Wholesale price inflation was driven by a quickening in the prices of food items, similar to the trend displayed by retail inflation, said Aditi Nayar, principal economist at Icra Ltd.
“The disaggregated data did not provide much comfort regarding the inflation outlook, and today’s data further cements the likelihood of an extended pause from the monetary policy committee (MPC) of the RBI. The pace with which vegetable prices recede back to more normal levels will crucially guide the outlook for food and headline inflation in the near term,” she said.
Retail inflation, data for which was issued on Monday, had accelerated to a four-month high at 7.34% in September, staying well above the RBI’s targeted range for the sixth straight month, as food prices rose.

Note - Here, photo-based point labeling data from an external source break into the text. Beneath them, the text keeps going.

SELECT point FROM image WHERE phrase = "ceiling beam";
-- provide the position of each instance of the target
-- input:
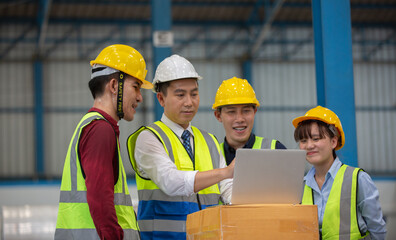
(266, 28)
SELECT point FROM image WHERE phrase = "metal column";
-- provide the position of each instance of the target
(334, 67)
(39, 116)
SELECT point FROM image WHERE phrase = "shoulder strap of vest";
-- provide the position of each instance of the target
(213, 145)
(157, 126)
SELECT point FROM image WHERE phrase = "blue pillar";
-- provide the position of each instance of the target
(161, 16)
(334, 68)
(39, 116)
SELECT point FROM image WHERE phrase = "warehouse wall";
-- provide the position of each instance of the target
(283, 78)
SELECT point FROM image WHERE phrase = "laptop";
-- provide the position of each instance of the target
(263, 176)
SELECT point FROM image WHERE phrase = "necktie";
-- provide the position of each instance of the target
(186, 143)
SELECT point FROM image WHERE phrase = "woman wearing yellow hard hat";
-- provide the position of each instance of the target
(235, 107)
(347, 199)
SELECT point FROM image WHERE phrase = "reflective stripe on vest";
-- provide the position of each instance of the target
(74, 219)
(160, 213)
(340, 216)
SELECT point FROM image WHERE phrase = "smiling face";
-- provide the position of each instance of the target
(132, 96)
(238, 121)
(181, 101)
(319, 146)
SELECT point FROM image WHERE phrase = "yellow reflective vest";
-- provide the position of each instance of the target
(74, 219)
(340, 216)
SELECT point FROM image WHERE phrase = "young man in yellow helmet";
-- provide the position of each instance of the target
(235, 107)
(94, 199)
(178, 166)
(347, 198)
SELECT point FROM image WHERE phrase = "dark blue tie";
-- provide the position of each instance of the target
(186, 143)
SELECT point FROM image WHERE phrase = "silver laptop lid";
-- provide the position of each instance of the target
(268, 176)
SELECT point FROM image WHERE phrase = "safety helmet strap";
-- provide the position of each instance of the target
(120, 95)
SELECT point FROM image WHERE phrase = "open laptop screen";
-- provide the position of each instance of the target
(268, 176)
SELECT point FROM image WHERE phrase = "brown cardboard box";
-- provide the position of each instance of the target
(254, 221)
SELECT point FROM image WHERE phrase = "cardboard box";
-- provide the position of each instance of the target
(254, 221)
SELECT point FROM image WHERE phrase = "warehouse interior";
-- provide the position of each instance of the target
(296, 54)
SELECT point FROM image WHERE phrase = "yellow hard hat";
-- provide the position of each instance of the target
(126, 59)
(325, 115)
(235, 91)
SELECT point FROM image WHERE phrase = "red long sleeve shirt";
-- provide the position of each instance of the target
(99, 161)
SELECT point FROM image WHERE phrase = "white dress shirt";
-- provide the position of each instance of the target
(154, 163)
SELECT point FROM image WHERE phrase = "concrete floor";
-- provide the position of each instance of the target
(28, 212)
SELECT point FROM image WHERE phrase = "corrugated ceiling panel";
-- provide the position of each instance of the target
(17, 155)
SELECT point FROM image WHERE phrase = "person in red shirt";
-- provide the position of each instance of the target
(94, 198)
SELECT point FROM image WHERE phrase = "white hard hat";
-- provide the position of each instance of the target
(173, 68)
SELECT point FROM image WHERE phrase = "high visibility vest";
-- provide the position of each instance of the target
(161, 216)
(259, 143)
(74, 219)
(340, 216)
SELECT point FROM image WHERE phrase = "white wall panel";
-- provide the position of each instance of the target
(284, 84)
(17, 155)
(375, 87)
(66, 85)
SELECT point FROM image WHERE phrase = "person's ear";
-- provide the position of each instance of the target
(161, 99)
(113, 85)
(217, 114)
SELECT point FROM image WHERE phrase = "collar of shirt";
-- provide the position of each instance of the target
(229, 151)
(176, 128)
(111, 120)
(310, 177)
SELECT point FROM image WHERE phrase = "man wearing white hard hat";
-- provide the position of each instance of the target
(178, 166)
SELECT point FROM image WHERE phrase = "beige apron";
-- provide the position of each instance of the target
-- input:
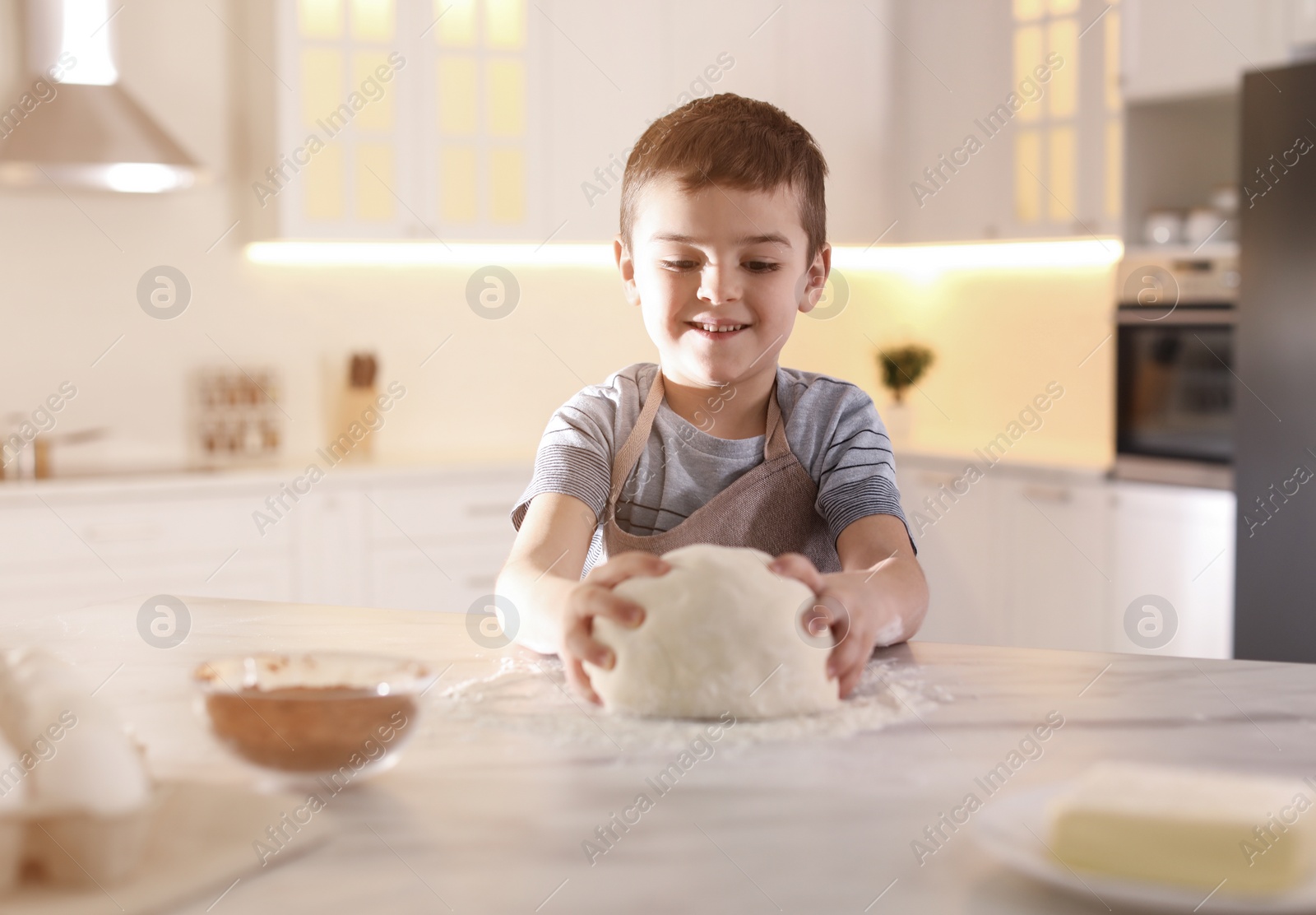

On Friday, the reconstituted MPC kept policy rates unchanged as inflation continued to remain high even as it took a slew of measures to reduce the borrowing cost of credit. RBI governor Shaktikanta Das said inflation will ease gradually towards RBI’s target in the fiscal third and fourth quarter. “Our analysis suggests that supply disruptions and associated margins/mark-ups are the major factors driving up inflation. As supply chains are restored, these wedges should dissipate,” Das said. “Meanwhile, aggregate demand remains subdued and there is evidence of considerable resource slack. Large excess supply conditions characterise foodgrain and horticulture production and the outlook for agriculture is bright. Crude prices remain range-bound,” he said.
“The MPC has hence decided to look at the current inflation hump as transient and address the more urgent need to revive growth and mitigate the impact of Covid-19. This has provided the space for continuing with the accommodative stance with forward guidance as set out in the MPC’s resolution,” said the RBI governor.